数年前までは考えられなかった生成AIが、今や盛り上がりを見せています。
私としても仕事が様変わりする…とまでは行かないまでも、頼れる相棒として日常的に活用するようになりました。
しかし品質の担保が課題となり、コードとして採用することを躊躇してしまいます。
また、生成AIが出力したコードのチェックに時間を費やし、効率化にならないという声も聞かれます。
そこで、テスト駆動開発と組み合わせることで、安心して使えるのではないかと考えています。

テスト駆動開発について

まずテスト駆動開発について簡単な説明を…Copilotに求めたところ以下のような回答を得ました。

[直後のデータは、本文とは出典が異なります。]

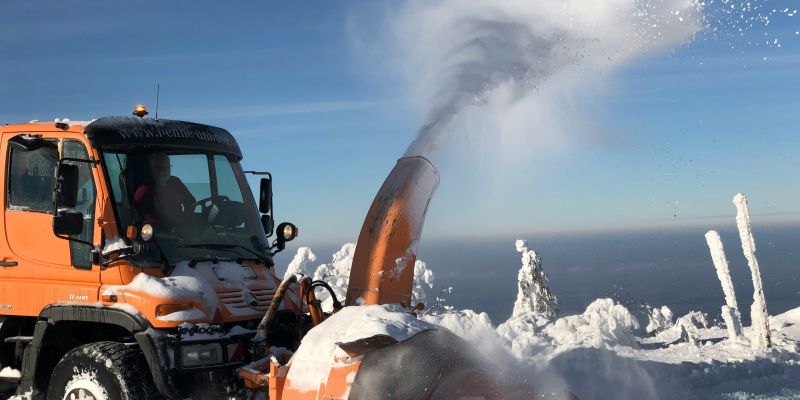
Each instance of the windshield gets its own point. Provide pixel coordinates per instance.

テスト駆動開発(Test-Driven Development, TDD)は、ソフトウェア開発手法の一つで、コードを書く前にまずテストケースを作成することを基本としています。以下はTDDの基本的な流れです:

テストの作成: まず、実装しようとしている機能のテストケースを作成します。このテストは、まだ実装されていないため、最初は失敗します。
コードの実装: テストをパスするために必要な最小限のコードを実装します。この段階では、コードはシンプルであることが求められます。
リファクタリング: テストがパスしたら、コードの品質を向上させるためにリファクタリングを行います。この際、テストが再度パスすることを確認します。
このプロセスを繰り返すことで、バグの少ない、保守性の高いコードを作成することができます。TDDの主な利点には、コードの品質向上、バグの早期発見、設計の改善などがあります。

フローチャートで表すと以下のようなイメージでしょうか。
(Copilotで生成したかったのですが、良い感じにできませんでした…。)

個人的にはテスト駆動開発に以下の強いメリットを感じ、業務でも積極的に取り入れています。

  • テストケースを作成する中で境界値や例外処理など細かな仕様について配慮ができ、品質向上に繋がる。
  • テストケース作成タスクと実装タスクの分離が可能で、作業分担がしやすい。


そして、上記のフローで「リファクタリング」の存在を気にしないのであれば、極論ですが「実装」はブラックボックスでも構わないということになります。
テーマに沿って言い換えると、テストケースを完璧に作成し、生成AIによって出力されたコードが全てのテストケースをクリアすれば、無条件に採用しても良いと言えます。

さらに言えば、テストケースの作成もある程度生成AIに任せることができます。
従来からのテスト駆動開発と生成AIによるコード生成は非常に相性が良いですね。

生成AIを用いた開発手順

さて、ここからはテスト駆動開発と生成AIを組み合わせて開発する際に、効率が良いと思われる手順を紹介します。
同じくフローチャートで表します。

手順は増えますが、生成AIを利用することで確実に時短になります。
各手順の注意点などを説明します。

※1
入力するプロンプトでは生成されるテストケースをそのまま使いたい、生成されるテストケース数を増やす為に以下のような文言を足す必要があります。

C#で XXX を判定するコードとテストケースを20個、以下の点に考慮して出力してください。
・テストケースはMSTestで実行します。
・境界値や例外を考慮してテストケースを生成してください。

※2
生成された本体コードの中身は一旦無視します。
関数のインターフェース(戻り値、引数)のみ採用し、最小限のコードを実装します。

※3
生成されたテストケースを確認し、必要に応じて修正します。
残念ながら、生成AIの出力では境界データのテストケース生成が不足しがちです。
追加すべきテストパターンがないか検討し、対応しましょう。
品質を保証する大事なフローなので、丁寧に進めてください。

以上の流れになります。
これで従来のテスト駆動開発フローと大きく変わらず、品質を損なわずに開発効率向上になるかと思います。

残念ながら、生成AIが十分に理解できない仕様を入力しても、期待する結果が得られないこともあります。
その際は、機能を分解して進めるなどの工夫も必要になります。

おわりに

コードとして採用するかどうかは、最終的にプログラマの責任です。どれだけ便利になっても、私たち自身が学習を止めてはいけませんね。
生成AIを効率良く利用して、より良い製品開発を進めていきます。